E’ stato già definito “Qatargate” e di certo si tratta di una delle più grandi inchieste di corruzione che coinvolge niente di meno l’Europarlamento. Sul finire della scorsa settimana, la notizia choc di alcuni eurodeputati del gruppo socialista arrestati per un presunto giro di tangenti pagate loro dal Qatar. Fermata anche la vice-presidente Eva Kaili, di nazionalità greca. Gli italiani coinvolti sono l’ex PD Antonio Panzeri, il segretario generale dell’organizzazione internazionale dei sindacati, Luca Visentini e l’assistente parlamentare Francesco Giorgi.

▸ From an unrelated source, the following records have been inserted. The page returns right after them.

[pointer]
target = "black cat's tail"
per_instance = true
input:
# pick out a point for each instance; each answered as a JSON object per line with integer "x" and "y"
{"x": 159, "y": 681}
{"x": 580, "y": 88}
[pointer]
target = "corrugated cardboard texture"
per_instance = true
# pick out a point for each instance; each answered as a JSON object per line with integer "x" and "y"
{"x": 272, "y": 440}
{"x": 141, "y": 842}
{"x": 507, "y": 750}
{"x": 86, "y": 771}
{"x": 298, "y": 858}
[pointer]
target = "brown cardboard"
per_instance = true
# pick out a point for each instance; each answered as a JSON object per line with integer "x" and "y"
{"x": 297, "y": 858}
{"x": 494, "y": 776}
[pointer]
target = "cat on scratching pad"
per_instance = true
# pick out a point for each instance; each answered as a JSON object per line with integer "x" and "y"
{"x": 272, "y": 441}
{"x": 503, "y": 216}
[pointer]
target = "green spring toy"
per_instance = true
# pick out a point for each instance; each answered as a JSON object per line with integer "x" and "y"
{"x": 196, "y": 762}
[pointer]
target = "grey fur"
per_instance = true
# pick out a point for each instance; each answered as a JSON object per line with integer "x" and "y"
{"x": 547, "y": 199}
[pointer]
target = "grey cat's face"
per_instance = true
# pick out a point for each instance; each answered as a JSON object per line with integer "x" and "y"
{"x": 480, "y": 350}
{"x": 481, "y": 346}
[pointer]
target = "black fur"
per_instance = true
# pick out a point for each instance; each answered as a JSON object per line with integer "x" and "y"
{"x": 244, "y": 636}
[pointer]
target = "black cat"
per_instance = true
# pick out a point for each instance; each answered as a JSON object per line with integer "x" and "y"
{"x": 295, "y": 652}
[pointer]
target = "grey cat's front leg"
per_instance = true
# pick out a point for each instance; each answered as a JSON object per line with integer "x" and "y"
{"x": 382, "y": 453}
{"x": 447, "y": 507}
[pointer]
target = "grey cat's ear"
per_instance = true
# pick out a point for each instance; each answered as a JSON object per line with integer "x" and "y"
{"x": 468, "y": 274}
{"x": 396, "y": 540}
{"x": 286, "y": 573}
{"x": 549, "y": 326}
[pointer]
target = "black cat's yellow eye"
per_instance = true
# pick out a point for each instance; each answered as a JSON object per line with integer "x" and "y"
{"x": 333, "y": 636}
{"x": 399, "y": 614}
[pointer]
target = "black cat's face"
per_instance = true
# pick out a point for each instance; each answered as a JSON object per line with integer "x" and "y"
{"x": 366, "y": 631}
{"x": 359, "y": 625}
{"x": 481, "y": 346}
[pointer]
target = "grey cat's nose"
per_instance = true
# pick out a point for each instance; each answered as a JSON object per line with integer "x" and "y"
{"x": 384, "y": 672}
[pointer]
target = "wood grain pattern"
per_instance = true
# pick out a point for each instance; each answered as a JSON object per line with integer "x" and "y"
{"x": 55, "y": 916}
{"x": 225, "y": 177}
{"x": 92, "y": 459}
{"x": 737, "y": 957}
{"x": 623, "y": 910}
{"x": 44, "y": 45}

Nell’abitazione di Panzeri sono stati trovati ben 500.000 euro in contanti, mentre a casa di Kaili le banconote frutto della sospetta opera di corruzione sarebbero state rinvenute dentro ad alcuni sacchi. Una vergogna per le istituzioni comunitarie, che rischiano la faccia su una vicenda simile. Anche perché l’inchiesta sembra allargarsi e ieri è stata effettuata la perquisizione domiciliare a un eurodeputato belga. Nel frattempo, anche i conti dei familiari stretti di Kaili sono stati bloccati.
Dietro le tangenti ai socialisti
L’inchiesta sta avvenendo mentre in Qatar si giocano le ultime partite dei mondiali di calcio, la cui assegnazione stessa sembra essere avvenuta a seguito della corruzione di una dozzina di funzionari della FIFA. Doha respinge le accuse, sostenendo di essersi sempre attenuta alle leggi internazionali. Ma gli elementi dell’accusa appaiono forti. Di preciso, cosa avrebbe voluto ottenere l’emirato con le tangenti? Anzitutto, giudizi positivi a beneficio della sua immagine prima dei mondiali.
E di fatto, i sospettati si sono spesi per notare i forti progressi del Qatar sul rispetto dei diritti dei lavoratori. Analoga è stata la posizione di queste settimane della FIFA, in barba ai 6.500 morti che sarebbero avvenuti sul lavoro in questi anni durante la costruzione degli stadi.
L’accordo trovato dall’Europarlamento è stato di compromesso: liberalizzazione dei visti fintantoché non ci sarà una esecuzione a morte nel Qatar. Criteri più rigidi per il Kuwait: nessuna liberalizzazione finché non sarà approvata una moratoria sulla pena di morte. Insomma, alla fine Doha l’avrebbe spuntata. Ma il Qatargate rimette tutto in discussione. Per l’Europa, l’occasione per rialzare la testa dopo essere stata “umiliata” dalla presunta opera di corruzione degli sceicchi.
Numeri del Qatar
Tuttavia, Bruxelles non può alzare la voce più di tanto. Il Qatar è diventato un alleato con cui confrontarsi per allentare la dipendenza energetica dalla Russia. L’emirato possiede il 12% delle riserve di gas accertate di tutto il mondo, qualcosa come 24.250 miliardi di metri cubi, corrispondenti a quasi 59 anni di consumi dell’Unione Europea.
Le esportazioni di gas dal Qatar incidono ancora solo per il 5% del fabbisogno europeo. Di recente, la Germania ha firmato un accordo per importare 2 milioni di tonnellate in 15 anni a partire dal 2026. Troppo poco. Equivale ad appena il 3% dei consumi tedeschi annuali. D’altra parte, l’emirato dispone di una capacità di esportazione di 107 miliardi di metri cubi di LNG, gas naturale liquido.
Dunque, il Qatar serve all’Europa per tagliare le importazioni di gas russo. Il paese conosce la propria rilevanza strategica e negli ultimi anni ha persino giocato ambiguamente sul piano geopolitico, flirtando con l’Iran e finendo per questo isolato e sotto embargo nel Golfo Persico.